I used to be a football fan, and then Shane recommended this book to me.
For most of its length, it’s well-argued and informative, although its UK title gives the wrong impression about its contents, which range over a number of issues, many having nothing whatever to do with the English national team. Its US title – Soccernomics – gives you a better idea of both its contents and its inspiration.
I’m not going to write about the book in much detail, except to note that it was the very last straw in my disaffection with a game that has simply become a business, a business in which people who go to the ground and watch their team play have become the least important stakeholders, when the game is ostensibly played for their enjoyment. The fact that I’d allowed myself the delusion that it was anything else says a great deal about the emotional hold the game used to have on me. Like leaving a cult, it takes effort to de-programme your brain, and this book is a useful aid in that process.
Like Shane, I think the authors are wrong about penalty taking, or are at least barking up the wrong game theory; all the research in the world can’t help a goalkeeper save a penalty that is kicked hard and accurately into either of the top corners of the goal.
I also think that their argument that England over-achieve based on population size, economic output and football heritage is inconsistent with their astute analysis of the many, many failings of the game in England, failings which suggest that this is still a game ruled by superstition, old boy networks and other prejudices. For example, it is absolutely unthinkable that a league club would ever appoint a woman as a manager, and while racist player recruitment has been all but eradicated, black candidates for managers’ jobs find it much tougher than white ones, and on the rare occasions that they land a job, they are sacked more quickly than their white colleagues if (or, rather, when) results don’t go their way.
The dose of reality Kuper and Symanski give here regarding England’s chances in major tournaments would be useful medicine for England fans to swallow. The fact is that England don’t win football tournaments because they don’t have a very good pool of players to choose from, and they fail to do the things necessary to mask or counter this fundamental weakness. This seems to be simple but difficult truth that is very difficult for anyone in the media to accept. I suspect that a good number of England fans do understand this basic problem, though; the media stopped representing fans’s views many years ago, if indeed they ever did. Their business is the that of deluded optimism in advance of a tournament, and vengeful fury after it, which must be what they calculate will sell the most papers and Sky subscriptions.

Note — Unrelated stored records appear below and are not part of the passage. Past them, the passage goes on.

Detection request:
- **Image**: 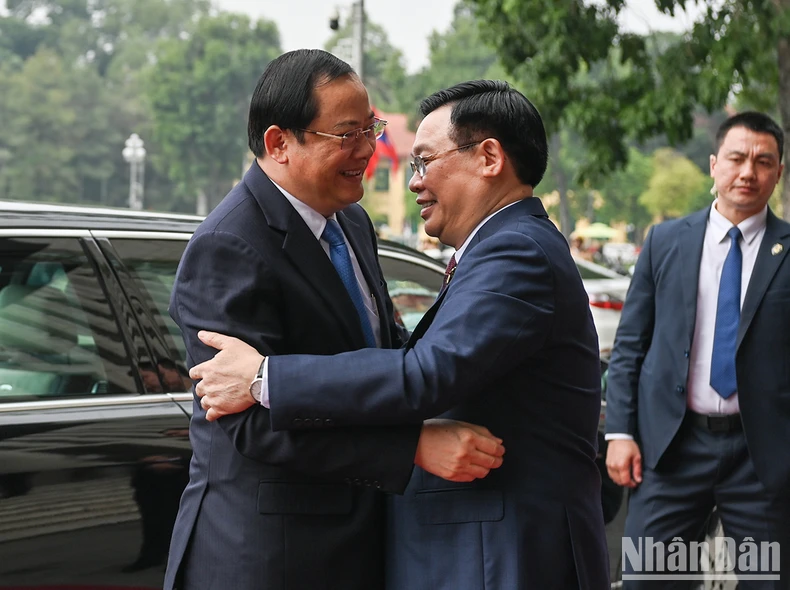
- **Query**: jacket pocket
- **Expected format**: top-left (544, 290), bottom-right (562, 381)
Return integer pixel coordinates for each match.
top-left (258, 481), bottom-right (354, 515)
top-left (414, 490), bottom-right (505, 524)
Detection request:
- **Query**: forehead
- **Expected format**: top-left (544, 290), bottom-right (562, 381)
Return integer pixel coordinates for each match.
top-left (314, 76), bottom-right (372, 126)
top-left (412, 105), bottom-right (452, 154)
top-left (719, 127), bottom-right (779, 159)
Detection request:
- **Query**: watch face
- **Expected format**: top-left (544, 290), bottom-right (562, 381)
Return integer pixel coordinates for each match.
top-left (250, 377), bottom-right (262, 402)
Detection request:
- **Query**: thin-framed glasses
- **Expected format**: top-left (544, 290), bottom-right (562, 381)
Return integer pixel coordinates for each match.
top-left (409, 140), bottom-right (482, 178)
top-left (299, 118), bottom-right (387, 150)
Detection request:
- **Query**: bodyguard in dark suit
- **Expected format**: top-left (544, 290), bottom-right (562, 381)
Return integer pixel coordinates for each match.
top-left (193, 81), bottom-right (608, 590)
top-left (165, 50), bottom-right (501, 590)
top-left (606, 112), bottom-right (790, 589)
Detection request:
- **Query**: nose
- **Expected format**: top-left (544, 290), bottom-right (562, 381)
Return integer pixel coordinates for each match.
top-left (409, 171), bottom-right (423, 193)
top-left (740, 158), bottom-right (755, 178)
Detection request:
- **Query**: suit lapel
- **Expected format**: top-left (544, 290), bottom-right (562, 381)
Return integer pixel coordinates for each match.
top-left (737, 209), bottom-right (790, 346)
top-left (244, 162), bottom-right (365, 348)
top-left (678, 208), bottom-right (710, 338)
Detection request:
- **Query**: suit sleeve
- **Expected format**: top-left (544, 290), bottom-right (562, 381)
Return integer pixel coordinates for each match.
top-left (606, 229), bottom-right (656, 436)
top-left (171, 232), bottom-right (420, 492)
top-left (269, 232), bottom-right (556, 430)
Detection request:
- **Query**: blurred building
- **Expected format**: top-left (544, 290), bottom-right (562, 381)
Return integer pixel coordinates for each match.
top-left (361, 113), bottom-right (416, 238)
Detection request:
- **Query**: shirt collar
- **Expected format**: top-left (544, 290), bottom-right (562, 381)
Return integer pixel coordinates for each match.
top-left (269, 179), bottom-right (337, 240)
top-left (454, 201), bottom-right (521, 264)
top-left (708, 199), bottom-right (768, 244)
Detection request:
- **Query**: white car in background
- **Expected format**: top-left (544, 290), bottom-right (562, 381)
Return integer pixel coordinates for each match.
top-left (574, 258), bottom-right (631, 356)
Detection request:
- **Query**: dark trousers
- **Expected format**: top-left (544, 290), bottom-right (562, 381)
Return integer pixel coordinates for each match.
top-left (623, 414), bottom-right (790, 590)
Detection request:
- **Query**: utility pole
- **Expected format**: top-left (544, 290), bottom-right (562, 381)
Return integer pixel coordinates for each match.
top-left (351, 0), bottom-right (365, 83)
top-left (329, 0), bottom-right (365, 82)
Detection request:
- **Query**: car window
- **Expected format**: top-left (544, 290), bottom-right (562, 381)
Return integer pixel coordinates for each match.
top-left (0, 237), bottom-right (136, 402)
top-left (107, 238), bottom-right (187, 363)
top-left (379, 251), bottom-right (443, 332)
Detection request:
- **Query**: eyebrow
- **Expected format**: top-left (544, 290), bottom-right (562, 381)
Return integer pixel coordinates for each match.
top-left (725, 150), bottom-right (778, 160)
top-left (332, 111), bottom-right (376, 129)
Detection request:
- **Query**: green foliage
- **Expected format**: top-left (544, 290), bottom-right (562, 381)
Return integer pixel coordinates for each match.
top-left (639, 148), bottom-right (713, 219)
top-left (0, 49), bottom-right (120, 202)
top-left (326, 16), bottom-right (408, 112)
top-left (473, 0), bottom-right (790, 184)
top-left (144, 14), bottom-right (280, 213)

The authors are very fond of Arsène Wenger, which is very difficult to stomach, even for someone who they’ve cured of the football disease. I’ve always thought that he’s a double-dealing, mendacious, tricksy scumbag with selective vision and memory, and a massive chip on his shoulder about his own inability to play the game very well. Nothing here changes that perception. His professed love of the beautiful game is only credible if you believe Patrick Viera played it, which is only possible if you know nothing at all about football. The only difference between him and the equally detestable Ferguson is the former’s intellectual affectations. Oh, and the silverware; Ferguson has got a lot more of that than his chippy North London based rival.
Football as I understood and loved it as a child is gone forever. What is left for fans is to become a mobile billboard and “support” a sovereign wealth fund, or turn up to see a team that has absolutely no chance at all of ever winning any trophies. Any idea that the World Cup might be different can easily be shown to be illusory both on the pitch by the dreadful standard of football at the last umpteen tournaments, and FIFA’s saccharine-smile avarice off it.
I’ve got better things to do with my time than to waste it on this corrupt, stupid, lazy, greedy, sexist, homophobic, racist game.